Только бы она не выглядела такой виноватой!
– Так я и думал, – продолжил Георгос. – Господи, теперь мне понятно! По-видимому, она разливалась соловьем, как первая жена, эта стерва, меня огорчила, отказавшись подарить мне детей! Тут-то твое нежное и щедрое сердце преисполнилось жалости к бедному бездетному Георгосу, каковая и породила такое потрясающе жертвенное предложение. Неважно, что это самое сердце все еще принадлежит бедному, ушедшему от нас брату! Неужели ты думаешь, что я воспользуюсь случаем и заполучу то, что по праву должно было бы принадлежать ему? Каким же человеком ты меня считаешь?
Этот неожиданный выпад на несколько мгновений лишил Иви дара речи, но, совладав со своим смятением, она почувствовала, что должна ему ответить.
– Какой ты человек? – ринулась она в атаку, сердце у нее больно колотилось. – Я думаю, ты совершенно ничего не понимаешь, если считаешь, что Леонидас возразил бы против того, чтобы у меня родился твой ребенок. Как же ты плохо знал своего брата! В нем отсутствовала какая-либо мелочность, зависть и злость. Готова поспорить, что он заставил тебя на мне жениться, надеясь, что в конце концов мы окажемся вместе. Вот какой у тебя был брат, Георгос. А что касается моей жалости... Сомневаюсь, чтобы ты когда-нибудь стал объектом женской жалости, – горячо выпалила она. – Ты вызываешь совсем другие чувства!
Сузившимися глазами Георгос смотрел на ее вздымающуюся грудь.
– Уж не собираешься ли ты сказать, что хочешь отправиться со мной в постель? – недоверчиво спросил он.
Иви не отвела глаз, хотя щеки ее пылали.
– Не могу сказать «да» , но не могу сказать и «нет» . У меня мало опыта в таких делах. Но тебе, должно быть, это известно, ты очень привлекательный и, я уверена, опытный мужчина. Что думаешь ты? – очертя голову повела она наступление. – Ты мог бы сделать так, чтобы я захотела отправиться с тобой в постель?
Обжигающие, но странно холодные голубые глаза, казалось, проникли сквозь ее платье, их жар жег ей кожу, их лед превратил ее соски в тугие застывшие бутоны.

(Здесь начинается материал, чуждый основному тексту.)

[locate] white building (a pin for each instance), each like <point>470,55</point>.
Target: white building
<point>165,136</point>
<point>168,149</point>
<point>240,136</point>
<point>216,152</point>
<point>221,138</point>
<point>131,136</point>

С откровенной неторопливостью его взгляд прошелся вверх, миновав ее сжавшееся горло и приоткрывшиеся трепещущие губы, и достиг, наконец, больших влажно-карих глаз, расширявшихся по мере того, как они вбирали в себя силу этого безжалостно чувственного взгляда.
О да, задохнувшись, поняла она, он может это сделать. Но в этой постели не будет ничего похожего на то, что она испытала с Леонидасом. Не будет никакого слияния душ, одно только слияние тел – крепких, здоровых тел, стремящихся друг к другу в порыве примитивной страсти.
Четкие недвусмысленные образы, атаковав ее разум, заставили Иви задохнуться от шока и стыда, ибо обуревавшие ее сейчас чувства не имели ничего общего с той любовью, о которой она всегда мечтала. Это был только голое плоти.
Когда Георгос шагнул к ней, она попятилась, бледная, потрясенная. Его рот дернулся в непонятной улыбке, рука потянулась и со странной нежностью задержалась на ее щеке.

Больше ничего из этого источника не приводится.